Tommy, my da' came home.
So did Davie. Tommy was full of
the drink and he stayed that way until he was found dead in our chair by the
hearth in 1920. My ma' in someway was
relieved, but it was only the goodness of the Howarths in the big house that
meant we could stay in the cold, damp, house.
They gave her a job cleaning the stairs and their fancy bathrooms and
hallways and she paid them the rent from what they gave her. I learned to hide the axe from Tommy when he
hit the bottle, because he was for killing Howarth and the minister for sending
them all to war.
"The aristocracy killed the young men," he would
rant. "We had no business blowing German
teenagers to bits. Our business is spuds
and linen and whisky!" And then he
would go for the axe to kill the top-hatted factory owner who had sent them all
to fight for God, Ireland, democracy and Protestantism.
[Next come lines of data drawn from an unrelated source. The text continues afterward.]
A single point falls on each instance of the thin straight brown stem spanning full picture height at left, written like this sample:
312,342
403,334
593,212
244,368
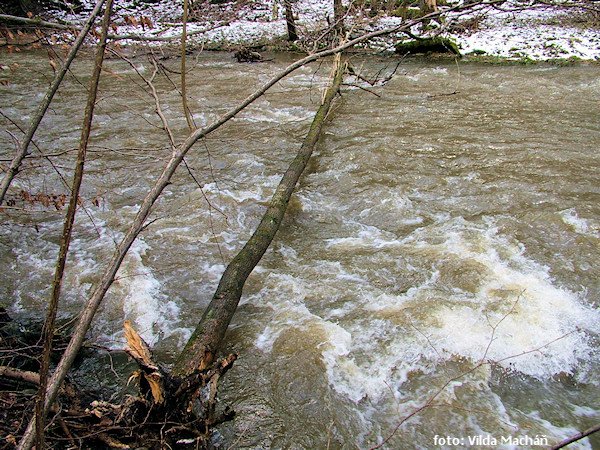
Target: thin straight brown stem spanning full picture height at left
49,324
Davie came back, wilder than before, full of plans to go to
Canada and make a fortune, but his time was spent in "The Bunch
O'Grapes" drinking stout and sitting at "The Welcome" smoking
his pipe and, as my ma would say, "fraternising with the catholics like he
was one of them," until he got one of them in the family way. He told her he would marry her, but she found
out he was going to leave and she went to Banbridge station on the day, but he
left by Portadown.
My granny had letters from "the disgrace" from
Dublin, Southhampton and Toronto, but she never opened them. And Ally became the Virgin Mary I suppose.
As I thought, I heard the train stop at the Halt. I was to wait here for a guest, Howarth had
said, and i was to take it directly to him.
I had no idea the guest was his daughter.